For centuries, men have been expected to live according to a "male code," a rigid set of rules concocted by the culture and the tradition of machismo. But one version of manhood has never fit all men. Some, unwilling to submit to this standard, have become depressed, angry, or violent; they are also suffered from bullying and persecution. Many have discovered that the behavior expected of men does not adequately allow for communication and the expression of emotions in intimate relationships.

The term "man up," has been used in sports and in the military to mean that a boy or man should get "hard," toughen up, get more competitive, and be aggressive. The "soft" qualities of being vulnerable, empathetic, emotionally transparent, and open to change are underplayed. But there is great beauty and honor when men rise to their full and authentic humanity — which is both tough and gentle, caring and fierce, raw and vibrant. These men can stand their ground in the diverse, baffling, and demanding world in which we live.

Moonlight is one of Most Spiritually Literate films of 2016 with its tender and touching portrait of a poor and vulnerable black man whose softening over a 16-year period turns into a profoundly healing undertaking. Barry Jenkins directs this morality tale based upon Tarell Alvin McCraney's play In Moonlight Black Boys Look Blue.

In the first of three chapters, we meet Chiron (Alex Hibbert), a black boy given the derogatory nickname of "Little." Bullies regularly beat him up at school. When a local drug dealer named Juan (Mahershala Ali) finds him shaking with fear in a dark and abandoned apartment, he takes him out to lunch. When he is unable to get Chiron to talk to him, they go to his girlfriend Teresa's (Janelle Monae) place and the boy at last begins to speak.

In one of the drama's most uplifting scenes, Juan and Chiron go to the ocean for a swimming lesson. Juan teaches the boy how to let go and float. Why does this drug dealer take such an interest in this outsider? Perhaps Little's life reminds him of his own, and as he tells the boy, "At some time you have to decide for yourself who you are going to be."

Perhaps he connects with the boy's acute loneliness and vulnerability. When Chiron asks him "What's a faggot"? his surrogate father responds thoughtfully: "A word used to make gay people feel bad." In another scene, Chiron needs some time to digest what he's feeling so he gets in a bathtub and basks in the quietude.

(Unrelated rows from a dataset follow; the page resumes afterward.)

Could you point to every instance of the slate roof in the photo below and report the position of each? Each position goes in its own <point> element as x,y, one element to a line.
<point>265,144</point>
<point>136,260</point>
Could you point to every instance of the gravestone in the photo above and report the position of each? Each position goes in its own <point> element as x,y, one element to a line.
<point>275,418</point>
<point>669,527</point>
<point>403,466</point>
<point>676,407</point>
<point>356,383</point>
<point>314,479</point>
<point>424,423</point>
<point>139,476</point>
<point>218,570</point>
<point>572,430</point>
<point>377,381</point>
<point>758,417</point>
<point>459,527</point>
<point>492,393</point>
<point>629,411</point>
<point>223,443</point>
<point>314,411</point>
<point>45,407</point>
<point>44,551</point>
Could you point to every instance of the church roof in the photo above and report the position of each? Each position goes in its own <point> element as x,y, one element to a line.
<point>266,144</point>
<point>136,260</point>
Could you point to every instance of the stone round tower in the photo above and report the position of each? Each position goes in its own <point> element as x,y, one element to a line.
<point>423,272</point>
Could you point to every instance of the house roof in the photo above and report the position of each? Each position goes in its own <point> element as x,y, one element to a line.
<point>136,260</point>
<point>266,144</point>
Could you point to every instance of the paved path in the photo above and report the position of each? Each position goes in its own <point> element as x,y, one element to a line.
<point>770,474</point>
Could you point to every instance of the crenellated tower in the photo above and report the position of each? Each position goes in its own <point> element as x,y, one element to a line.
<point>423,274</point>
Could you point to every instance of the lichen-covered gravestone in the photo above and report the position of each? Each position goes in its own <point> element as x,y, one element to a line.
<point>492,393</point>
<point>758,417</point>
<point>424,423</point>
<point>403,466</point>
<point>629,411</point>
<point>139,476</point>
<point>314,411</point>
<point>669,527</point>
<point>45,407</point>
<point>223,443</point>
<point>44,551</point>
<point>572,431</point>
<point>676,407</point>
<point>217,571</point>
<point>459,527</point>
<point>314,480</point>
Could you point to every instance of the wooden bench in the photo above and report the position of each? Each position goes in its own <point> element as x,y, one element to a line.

The second chapter deals with Chiron's (Ashton Sanders) discovery of sex with his friend Kevin (Jharrel Jeron) and his garish and scary encounter with his mother (Naomie Harris), a crack-addicted woman who, although she loves her son, laments his alienation from her during adolescence.

In the third and final chapter, Chiron (Trevante Rhodes), now nicknamed "Black," has grown up and spent some time in prison. He's pumped up his body and is now dealing drugs. The memories of his past as a gay outsider are evident in the way he carries himself and his identity as a black man of few words. In a moving encounter with his mother at a rehab center, he is brought to tears when she asks for forgiveness for failing him during his childhood.

Seeking closure on his only gay sexual experience in high school, Black goes to a restaurant where Kevin (Andre Holland) now works. They haven't seen each other for years, but as Kevin makes his friend a meal, we see that their boyhood connection is still there.

Little, Chiron, Black — whichever name you call him, this young man is seeking to discover who he really is amidst all the pain, suffering, and changes in his life. Jenkins' masterful direction enables us to recognize common characteristics — from body language to emotional responses — as this character evolves through three identities. And when Chiron emerges as an authentic and liberated man, we realize this is one of the best films about healing and personal transformation that we have ever seen.